Carlos Frota - Rescaldo das eleições

Desde há umas semanas que não alimento o blog - ir-me-ia repetir, desde que disse com clareza que estas eleições eram um referendo a Santana Lopes (SL) e que ficaria muito surpreendido se este conseguisse um resultado honroso. Por outro lado, a maneira como correu a campanha quase me enojou primeiro e enjoou depois... Hoje, no dia seguinte às eleições, sinto-me quase forçado a voltar à Quadratura do Círculo para elaborar um pouco sobre os resultados. Houve de facto um referendo - mas atenção, não se minimizem a determinação e a inteligência de José Sócrates (JS), que apesar do que os comentadores dizem, fez passar uma boa imagem. A sua estratégia era alcançar a maioria absoluta: e alcançou-a. Compreendo a sua felicidade ao dizer "Conseguimos!" (e não"Consegui", como ouviu o comentador-mor Marcelo na RTP, já a caminho para tentar abater outro PM) porque de facto a campanha foi dura para ele e para quem nela se empenhou. Ou seja, se acredito piamente que a gestão de SL, desastrada, maldosa, ajudou muito JS; se até acredito que se Jorge Sampaio tivesse dissolvido a Assembleia em Julho e provocasse eleições, talvez SL ganhasse a Ferro Rodrigues (digo, talvez), isso não me leva a dizer que JS é uma nulidade. Pode até acontecer que seja uma boa surpresa. Eu sei que o Partido Socialista é complicado mas JS não é Guterres (outro erro de alguns comentadores).
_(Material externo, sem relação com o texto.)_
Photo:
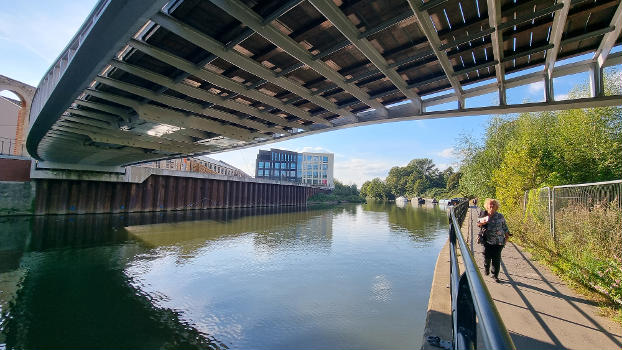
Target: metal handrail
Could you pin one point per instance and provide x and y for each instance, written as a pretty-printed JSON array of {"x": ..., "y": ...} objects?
[{"x": 471, "y": 303}]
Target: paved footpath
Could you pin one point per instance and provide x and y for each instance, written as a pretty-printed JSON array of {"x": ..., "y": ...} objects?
[{"x": 538, "y": 309}]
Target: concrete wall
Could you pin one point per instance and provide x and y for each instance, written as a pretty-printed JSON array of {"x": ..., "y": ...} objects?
[
  {"x": 13, "y": 169},
  {"x": 16, "y": 198},
  {"x": 8, "y": 121}
]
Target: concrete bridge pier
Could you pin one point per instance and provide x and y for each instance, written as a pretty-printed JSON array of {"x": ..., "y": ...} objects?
[{"x": 137, "y": 189}]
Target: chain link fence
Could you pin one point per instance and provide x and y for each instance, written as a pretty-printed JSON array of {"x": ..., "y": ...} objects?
[
  {"x": 579, "y": 229},
  {"x": 548, "y": 205}
]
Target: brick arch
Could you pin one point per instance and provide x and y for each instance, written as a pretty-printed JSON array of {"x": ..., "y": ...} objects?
[{"x": 25, "y": 93}]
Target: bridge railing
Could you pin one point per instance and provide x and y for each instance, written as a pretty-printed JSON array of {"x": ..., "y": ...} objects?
[
  {"x": 472, "y": 308},
  {"x": 11, "y": 148},
  {"x": 56, "y": 71}
]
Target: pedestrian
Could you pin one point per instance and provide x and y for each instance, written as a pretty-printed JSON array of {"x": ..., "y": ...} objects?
[{"x": 493, "y": 234}]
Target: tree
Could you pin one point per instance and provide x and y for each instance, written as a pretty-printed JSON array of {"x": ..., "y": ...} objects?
[
  {"x": 532, "y": 150},
  {"x": 376, "y": 189}
]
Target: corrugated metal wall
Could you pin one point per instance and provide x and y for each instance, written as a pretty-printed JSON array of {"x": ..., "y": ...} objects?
[{"x": 159, "y": 193}]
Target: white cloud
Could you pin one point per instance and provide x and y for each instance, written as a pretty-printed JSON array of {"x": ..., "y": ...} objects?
[
  {"x": 447, "y": 153},
  {"x": 41, "y": 33},
  {"x": 536, "y": 87},
  {"x": 313, "y": 150},
  {"x": 561, "y": 97}
]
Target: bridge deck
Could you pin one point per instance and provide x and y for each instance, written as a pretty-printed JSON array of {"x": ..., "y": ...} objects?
[
  {"x": 539, "y": 310},
  {"x": 149, "y": 80}
]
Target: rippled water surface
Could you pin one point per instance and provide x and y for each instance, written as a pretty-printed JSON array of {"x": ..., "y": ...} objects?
[{"x": 354, "y": 277}]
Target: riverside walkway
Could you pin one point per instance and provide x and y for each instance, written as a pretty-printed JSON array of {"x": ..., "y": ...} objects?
[{"x": 538, "y": 309}]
Mas falando das eleições, é necessário ser rigoroso. A soma de votos em PS, PCP/CDU e BE excede bastante aqueles que, em rigor, são de "esquerda". A esquerda pura e dura acantona-se no PCP e no BE - e haverá uns tantos no PS, poucos. A esquerda possível, nos tempos de hoje, corresponde a menos votos do que aqueles que o PS teve, porque o PS (JS) recebeu o benefício de alguns que votavam antes mais à direita. E tudo isto está certo, afinal: a maior parte do país não quer devaneios nos extremos, aponta de facto a uma certa segurança no centro e é sensível aos apoios sociais que são mais necessários em tempo de crise. E não gosta de ser enganado: por isso castigou Guterres (mas autárquicas), Durão Barroso (nas Europeias) e agora SL (nas legislativas). O crédito que o PS recebeu é muito grande; espero que ele não o desperdice. E, já agora, estejamos atentos ao que acontece para os lados do PSD... Será que vamos ver a clarificação necessária - ou seja, a separação PSD - PSL/PPD?